Village Mohra Heran is part of union council Choha Khalsa, and is two miles from Choha Khalsa. It is a valley in foot steps of the mountains.
People originated from Mohra Nagrial in 1870 to here. Numberdar Badar-ud-Din of Mohra Nagrial discovered this valley, by profession he was a farmer and this place was much suitable for his cattle, because of the greenery, so he built a cottage and settled down in this valley.
After sometime rest of his family joined him in the new village, and it became a small village at the end of 1899.

== Name ==

According to Subaidar Raja Abdul Latif Mohra Heran was named after Heer Rivulet.

== Population ==

Current population of the village is around one thousand people and has 227 houses.

== Education ==

Majority of the people are well educated.

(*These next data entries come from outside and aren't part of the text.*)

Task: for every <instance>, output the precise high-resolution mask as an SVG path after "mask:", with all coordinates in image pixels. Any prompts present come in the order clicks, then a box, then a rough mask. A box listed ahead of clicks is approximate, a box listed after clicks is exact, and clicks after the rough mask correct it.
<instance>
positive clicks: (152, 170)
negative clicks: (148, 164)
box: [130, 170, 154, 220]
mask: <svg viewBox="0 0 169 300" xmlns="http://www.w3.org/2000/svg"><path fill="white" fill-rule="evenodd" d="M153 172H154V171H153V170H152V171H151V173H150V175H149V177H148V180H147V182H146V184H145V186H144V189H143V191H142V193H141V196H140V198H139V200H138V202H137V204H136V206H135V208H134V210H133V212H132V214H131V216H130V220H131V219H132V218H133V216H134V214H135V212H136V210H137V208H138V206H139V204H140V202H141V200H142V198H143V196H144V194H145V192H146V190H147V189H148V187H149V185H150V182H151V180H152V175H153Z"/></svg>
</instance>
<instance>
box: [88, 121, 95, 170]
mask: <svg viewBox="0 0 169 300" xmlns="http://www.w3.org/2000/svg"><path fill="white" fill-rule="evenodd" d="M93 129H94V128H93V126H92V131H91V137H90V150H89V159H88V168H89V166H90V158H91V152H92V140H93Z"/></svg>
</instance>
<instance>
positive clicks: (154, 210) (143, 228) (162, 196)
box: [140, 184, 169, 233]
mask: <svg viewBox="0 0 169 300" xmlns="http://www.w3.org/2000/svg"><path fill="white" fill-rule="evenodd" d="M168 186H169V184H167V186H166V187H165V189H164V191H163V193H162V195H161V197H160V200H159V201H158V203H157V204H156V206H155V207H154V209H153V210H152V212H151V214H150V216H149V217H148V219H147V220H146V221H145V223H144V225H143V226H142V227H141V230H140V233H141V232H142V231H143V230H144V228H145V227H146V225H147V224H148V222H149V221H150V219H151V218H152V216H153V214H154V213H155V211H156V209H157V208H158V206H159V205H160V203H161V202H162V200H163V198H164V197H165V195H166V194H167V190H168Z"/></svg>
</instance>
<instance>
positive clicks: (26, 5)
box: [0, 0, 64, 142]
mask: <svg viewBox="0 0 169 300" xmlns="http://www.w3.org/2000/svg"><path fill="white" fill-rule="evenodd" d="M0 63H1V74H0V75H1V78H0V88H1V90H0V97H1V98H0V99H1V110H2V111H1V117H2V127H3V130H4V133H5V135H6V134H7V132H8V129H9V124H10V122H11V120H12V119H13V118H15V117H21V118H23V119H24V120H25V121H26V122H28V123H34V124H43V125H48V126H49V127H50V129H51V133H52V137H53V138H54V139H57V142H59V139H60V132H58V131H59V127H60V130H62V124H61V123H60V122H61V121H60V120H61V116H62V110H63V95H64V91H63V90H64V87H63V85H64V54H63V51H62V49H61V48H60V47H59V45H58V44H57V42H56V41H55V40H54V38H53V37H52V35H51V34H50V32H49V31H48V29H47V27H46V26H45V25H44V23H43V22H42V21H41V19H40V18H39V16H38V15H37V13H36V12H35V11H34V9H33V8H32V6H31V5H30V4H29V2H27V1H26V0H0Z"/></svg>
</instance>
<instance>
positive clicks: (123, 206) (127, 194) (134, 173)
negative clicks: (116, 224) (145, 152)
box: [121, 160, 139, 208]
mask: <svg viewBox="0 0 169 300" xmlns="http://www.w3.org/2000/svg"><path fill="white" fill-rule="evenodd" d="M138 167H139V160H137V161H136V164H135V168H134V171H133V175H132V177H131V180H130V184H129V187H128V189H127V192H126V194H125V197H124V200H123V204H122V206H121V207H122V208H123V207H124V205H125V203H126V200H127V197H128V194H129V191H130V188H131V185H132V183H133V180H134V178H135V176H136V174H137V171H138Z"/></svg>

Almost in every family there are two to three teachers.
Girls education percentage is higher than boys, around 60 to 70% girls are doing intermediate graduation, while 50% of the boys are in higher studies.

== Sports ==
Mohra Heran is also known for sports activities. Mainly played games in Mohra Heran are cricket, football, volleyball and kabadi (cultural game).
Right Club is well known cricket club of Mohra Heran.

== Culture ==
Hunting (dove, rabbit, partridge) and breeding of different birds (pigeon) and animals is included in the culture of Mohra Heran.
People also keep black partridge and Bataira (called in local language) as a hobby.

=== Cultural Games ===

==== Bulls Race ====
Bull race is a common cultural game of Pothwar region. It was practiced by our forefathers (nominated among them are Master Barkat Gee, Master Ahmed Gee, and Malik Sawar) as well but now at current Nambardar Shakeel, is famous in this game.

==== Kabadi ====
Chaudhary Saleem (Late) was famous in this game in whole district Kallar Sayedan.

==== Dog Race ====
At current two people Master Khalid Mehmood and Master Javed are famous in the field of dog racing and rabbit hunt. This was also practiced by our forefathers.